Department of Biology, York University, 4700 Keele Street, Toronto, Ontario M3J 1P3, Canada.
Microbiology (Reading). 2013 Nov;159(Pt 11):2386-2394. doi: 10.1099/mic.0.071191-0. Epub 2013 Aug 22.
Movement of nuclei, mitochondria and vacuoles through hyphal trunks of Neurospora crassa were vector-mapped using fluorescent markers and green fluorescent protein tags. The vectorial movements of all three were strongly correlated, indicating the central role of mass (bulk) flow in cytoplasm movements in N. crassa. Profiles of velocity versus distance from the hyphal wall did not match the parabolic shape predicted by the ideal Hagen-Poiseuille model of flow at low Reynolds number. Instead, the profiles were flat, consistent with a model of partial plug flow due to the high concentration of organelles in the flowing cytosol. The intra-hyphal pressure gradients were manipulated by localized external osmotic treatments to demonstrate the dependence of velocity (and direction) on pressure gradients within the hyphae. The data support the concept that mass transport, driven by pressure gradients, dominates intra-hyphal transport. The transport occurs by partial plug flow due to the organelles in the cytosol.

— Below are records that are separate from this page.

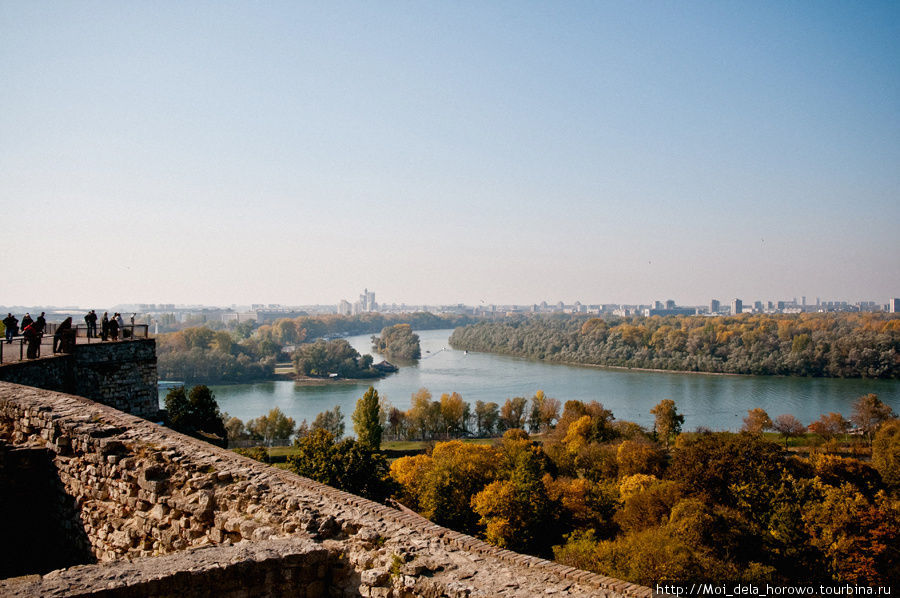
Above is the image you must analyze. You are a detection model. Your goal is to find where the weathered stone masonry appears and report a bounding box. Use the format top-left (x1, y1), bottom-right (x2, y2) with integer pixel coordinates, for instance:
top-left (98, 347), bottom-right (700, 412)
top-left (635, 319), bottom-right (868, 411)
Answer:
top-left (0, 382), bottom-right (651, 598)
top-left (0, 339), bottom-right (159, 419)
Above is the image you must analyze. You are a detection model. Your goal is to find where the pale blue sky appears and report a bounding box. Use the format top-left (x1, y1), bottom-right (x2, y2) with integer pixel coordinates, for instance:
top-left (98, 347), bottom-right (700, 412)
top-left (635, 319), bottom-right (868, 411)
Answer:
top-left (0, 0), bottom-right (900, 306)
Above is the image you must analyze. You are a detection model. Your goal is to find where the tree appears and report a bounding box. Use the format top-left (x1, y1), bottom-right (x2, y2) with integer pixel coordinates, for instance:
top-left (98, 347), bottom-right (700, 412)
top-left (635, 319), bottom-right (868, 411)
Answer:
top-left (222, 413), bottom-right (247, 440)
top-left (247, 407), bottom-right (297, 446)
top-left (809, 411), bottom-right (850, 440)
top-left (472, 442), bottom-right (559, 554)
top-left (406, 387), bottom-right (440, 440)
top-left (391, 440), bottom-right (501, 533)
top-left (165, 384), bottom-right (228, 444)
top-left (528, 390), bottom-right (560, 433)
top-left (650, 399), bottom-right (684, 450)
top-left (475, 401), bottom-right (500, 436)
top-left (500, 397), bottom-right (528, 430)
top-left (288, 428), bottom-right (392, 500)
top-left (850, 393), bottom-right (896, 446)
top-left (351, 386), bottom-right (384, 451)
top-left (372, 324), bottom-right (422, 359)
top-left (441, 392), bottom-right (469, 436)
top-left (743, 407), bottom-right (772, 434)
top-left (872, 419), bottom-right (900, 487)
top-left (772, 413), bottom-right (806, 450)
top-left (310, 405), bottom-right (344, 440)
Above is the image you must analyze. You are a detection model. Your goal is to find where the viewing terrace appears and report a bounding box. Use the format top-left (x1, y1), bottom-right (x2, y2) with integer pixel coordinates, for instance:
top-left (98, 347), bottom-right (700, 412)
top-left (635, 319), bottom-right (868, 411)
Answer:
top-left (0, 323), bottom-right (150, 365)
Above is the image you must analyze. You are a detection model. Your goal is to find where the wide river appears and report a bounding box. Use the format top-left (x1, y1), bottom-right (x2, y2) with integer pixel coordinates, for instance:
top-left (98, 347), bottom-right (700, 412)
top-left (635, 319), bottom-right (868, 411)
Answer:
top-left (159, 330), bottom-right (900, 434)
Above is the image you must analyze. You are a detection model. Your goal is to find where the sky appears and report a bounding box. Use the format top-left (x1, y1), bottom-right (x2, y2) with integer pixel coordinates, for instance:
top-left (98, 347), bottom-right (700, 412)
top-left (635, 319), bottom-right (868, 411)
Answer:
top-left (0, 0), bottom-right (900, 307)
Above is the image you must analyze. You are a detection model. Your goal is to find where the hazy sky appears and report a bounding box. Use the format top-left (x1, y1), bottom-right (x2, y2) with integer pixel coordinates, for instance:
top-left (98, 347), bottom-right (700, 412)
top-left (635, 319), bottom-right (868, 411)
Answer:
top-left (0, 0), bottom-right (900, 307)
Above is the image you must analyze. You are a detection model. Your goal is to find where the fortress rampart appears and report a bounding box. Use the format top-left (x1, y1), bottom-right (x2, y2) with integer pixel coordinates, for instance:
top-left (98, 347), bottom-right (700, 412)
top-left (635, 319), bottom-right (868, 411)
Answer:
top-left (0, 339), bottom-right (159, 420)
top-left (0, 350), bottom-right (651, 598)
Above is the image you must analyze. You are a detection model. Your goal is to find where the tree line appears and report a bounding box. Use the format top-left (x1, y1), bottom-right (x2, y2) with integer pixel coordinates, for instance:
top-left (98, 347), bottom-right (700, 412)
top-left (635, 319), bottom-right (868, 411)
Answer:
top-left (167, 387), bottom-right (900, 586)
top-left (450, 313), bottom-right (900, 378)
top-left (156, 312), bottom-right (475, 383)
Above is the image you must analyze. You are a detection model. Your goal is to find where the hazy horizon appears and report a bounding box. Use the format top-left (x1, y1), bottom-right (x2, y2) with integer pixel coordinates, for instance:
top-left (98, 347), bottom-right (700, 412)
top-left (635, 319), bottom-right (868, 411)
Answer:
top-left (0, 1), bottom-right (900, 306)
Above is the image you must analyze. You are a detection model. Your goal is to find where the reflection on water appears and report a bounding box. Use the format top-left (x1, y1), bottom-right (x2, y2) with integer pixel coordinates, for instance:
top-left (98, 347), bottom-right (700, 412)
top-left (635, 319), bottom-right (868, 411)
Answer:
top-left (160, 330), bottom-right (900, 433)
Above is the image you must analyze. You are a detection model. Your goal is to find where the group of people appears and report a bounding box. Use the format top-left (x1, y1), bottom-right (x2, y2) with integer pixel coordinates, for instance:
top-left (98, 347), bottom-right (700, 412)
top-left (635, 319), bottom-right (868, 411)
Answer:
top-left (3, 312), bottom-right (47, 359)
top-left (3, 309), bottom-right (137, 359)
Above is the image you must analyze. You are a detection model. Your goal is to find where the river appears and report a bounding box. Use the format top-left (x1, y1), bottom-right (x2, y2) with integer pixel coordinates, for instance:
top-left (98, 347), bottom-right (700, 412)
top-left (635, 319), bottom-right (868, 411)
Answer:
top-left (159, 330), bottom-right (900, 433)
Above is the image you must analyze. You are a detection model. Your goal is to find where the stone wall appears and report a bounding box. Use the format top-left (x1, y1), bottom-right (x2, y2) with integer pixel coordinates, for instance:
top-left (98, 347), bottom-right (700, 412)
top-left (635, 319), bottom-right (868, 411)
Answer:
top-left (0, 339), bottom-right (159, 420)
top-left (0, 383), bottom-right (651, 598)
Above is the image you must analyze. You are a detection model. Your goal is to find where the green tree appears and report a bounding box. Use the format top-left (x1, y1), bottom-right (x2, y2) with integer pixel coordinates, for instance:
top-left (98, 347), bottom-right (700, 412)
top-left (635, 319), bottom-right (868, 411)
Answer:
top-left (351, 386), bottom-right (384, 451)
top-left (850, 393), bottom-right (896, 446)
top-left (872, 419), bottom-right (900, 488)
top-left (743, 407), bottom-right (772, 434)
top-left (372, 324), bottom-right (422, 359)
top-left (288, 428), bottom-right (393, 501)
top-left (650, 399), bottom-right (684, 449)
top-left (500, 397), bottom-right (528, 430)
top-left (310, 405), bottom-right (344, 440)
top-left (772, 413), bottom-right (806, 450)
top-left (165, 384), bottom-right (228, 444)
top-left (475, 401), bottom-right (500, 436)
top-left (247, 407), bottom-right (297, 446)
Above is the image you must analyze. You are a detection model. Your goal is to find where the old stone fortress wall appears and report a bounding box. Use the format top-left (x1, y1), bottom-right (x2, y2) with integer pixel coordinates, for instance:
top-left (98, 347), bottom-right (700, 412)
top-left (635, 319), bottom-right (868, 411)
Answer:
top-left (0, 340), bottom-right (651, 598)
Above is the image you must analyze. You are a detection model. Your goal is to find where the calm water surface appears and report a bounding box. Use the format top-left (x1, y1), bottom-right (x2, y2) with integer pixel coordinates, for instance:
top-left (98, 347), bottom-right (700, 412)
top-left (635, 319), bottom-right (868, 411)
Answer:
top-left (160, 330), bottom-right (900, 432)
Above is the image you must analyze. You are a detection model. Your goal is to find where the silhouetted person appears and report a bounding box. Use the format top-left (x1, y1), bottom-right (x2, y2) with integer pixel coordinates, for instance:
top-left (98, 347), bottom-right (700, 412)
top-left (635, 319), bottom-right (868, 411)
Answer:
top-left (84, 310), bottom-right (97, 338)
top-left (53, 316), bottom-right (75, 353)
top-left (3, 312), bottom-right (19, 344)
top-left (109, 314), bottom-right (119, 341)
top-left (22, 322), bottom-right (41, 359)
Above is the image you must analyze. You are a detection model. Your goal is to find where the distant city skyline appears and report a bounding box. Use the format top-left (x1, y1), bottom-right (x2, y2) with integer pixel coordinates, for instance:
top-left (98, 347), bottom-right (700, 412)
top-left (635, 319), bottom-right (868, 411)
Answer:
top-left (0, 1), bottom-right (900, 306)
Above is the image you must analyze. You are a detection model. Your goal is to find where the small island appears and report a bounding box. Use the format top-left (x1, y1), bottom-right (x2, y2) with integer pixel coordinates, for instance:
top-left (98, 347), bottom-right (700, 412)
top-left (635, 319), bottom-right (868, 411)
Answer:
top-left (292, 339), bottom-right (383, 378)
top-left (372, 324), bottom-right (422, 361)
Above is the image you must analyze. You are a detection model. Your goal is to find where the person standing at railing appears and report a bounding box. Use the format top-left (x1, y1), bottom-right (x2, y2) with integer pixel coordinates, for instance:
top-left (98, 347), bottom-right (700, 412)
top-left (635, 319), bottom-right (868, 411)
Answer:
top-left (3, 312), bottom-right (19, 345)
top-left (84, 310), bottom-right (97, 338)
top-left (109, 314), bottom-right (119, 341)
top-left (22, 322), bottom-right (41, 359)
top-left (53, 316), bottom-right (72, 353)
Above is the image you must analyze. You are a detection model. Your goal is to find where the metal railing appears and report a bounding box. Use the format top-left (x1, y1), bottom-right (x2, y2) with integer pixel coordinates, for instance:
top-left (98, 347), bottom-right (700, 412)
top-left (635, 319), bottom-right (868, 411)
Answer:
top-left (0, 324), bottom-right (150, 364)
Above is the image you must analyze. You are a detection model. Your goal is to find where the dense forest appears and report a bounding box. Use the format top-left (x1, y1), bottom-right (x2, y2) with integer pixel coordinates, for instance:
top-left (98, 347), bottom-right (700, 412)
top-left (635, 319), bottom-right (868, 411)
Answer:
top-left (390, 397), bottom-right (900, 585)
top-left (450, 313), bottom-right (900, 378)
top-left (156, 312), bottom-right (475, 383)
top-left (291, 338), bottom-right (381, 378)
top-left (372, 324), bottom-right (422, 360)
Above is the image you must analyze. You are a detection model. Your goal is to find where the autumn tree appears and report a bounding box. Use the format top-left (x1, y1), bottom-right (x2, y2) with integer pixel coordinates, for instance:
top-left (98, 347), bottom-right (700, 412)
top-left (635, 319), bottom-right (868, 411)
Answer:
top-left (650, 399), bottom-right (684, 449)
top-left (391, 440), bottom-right (500, 533)
top-left (350, 386), bottom-right (384, 451)
top-left (743, 407), bottom-right (772, 434)
top-left (440, 392), bottom-right (469, 436)
top-left (472, 440), bottom-right (558, 554)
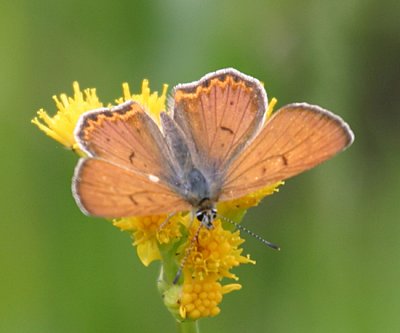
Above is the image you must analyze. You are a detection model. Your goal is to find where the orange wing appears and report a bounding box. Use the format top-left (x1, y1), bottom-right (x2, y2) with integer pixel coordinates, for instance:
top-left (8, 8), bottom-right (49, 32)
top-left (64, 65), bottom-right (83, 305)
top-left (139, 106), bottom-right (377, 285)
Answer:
top-left (75, 101), bottom-right (174, 181)
top-left (173, 69), bottom-right (268, 176)
top-left (72, 158), bottom-right (191, 218)
top-left (220, 103), bottom-right (354, 201)
top-left (73, 101), bottom-right (191, 218)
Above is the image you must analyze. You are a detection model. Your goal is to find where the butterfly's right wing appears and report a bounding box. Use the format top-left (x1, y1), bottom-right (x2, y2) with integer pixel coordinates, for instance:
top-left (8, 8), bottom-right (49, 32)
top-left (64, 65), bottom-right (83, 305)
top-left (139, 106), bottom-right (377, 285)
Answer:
top-left (220, 103), bottom-right (354, 201)
top-left (173, 68), bottom-right (268, 176)
top-left (73, 101), bottom-right (191, 218)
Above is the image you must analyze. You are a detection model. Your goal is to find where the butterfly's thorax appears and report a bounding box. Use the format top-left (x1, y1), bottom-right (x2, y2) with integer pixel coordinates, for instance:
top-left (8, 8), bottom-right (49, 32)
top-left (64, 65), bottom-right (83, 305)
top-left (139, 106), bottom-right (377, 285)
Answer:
top-left (196, 198), bottom-right (217, 229)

使用荧光标记物和绿色荧光蛋白标签,对粗糙脉孢菌菌丝干中的核、线粒体和液泡的运动进行了向量映射。这三种物质的向量运动具有强烈的相关性,表明在粗糙脉孢菌中,细胞质运动的中心作用是质量(体积)流。与低雷诺数下理想的哈根-泊肃叶流动模型所预测的速度与距离菌丝壁的抛物线形状不同,速度曲线是平坦的,这与由于胞质溶胶中细胞器浓度高而导致部分塞流的模型一致。通过局部外部渗透处理来操纵菌丝内的渗透压梯度,以证明速度(和方向)对菌丝内压力梯度的依赖性。这些数据支持了这样的概念,即由压力梯度驱动的质量传输主导了菌丝内的传输。由于胞质溶胶中的细胞器,运输通过部分塞流发生。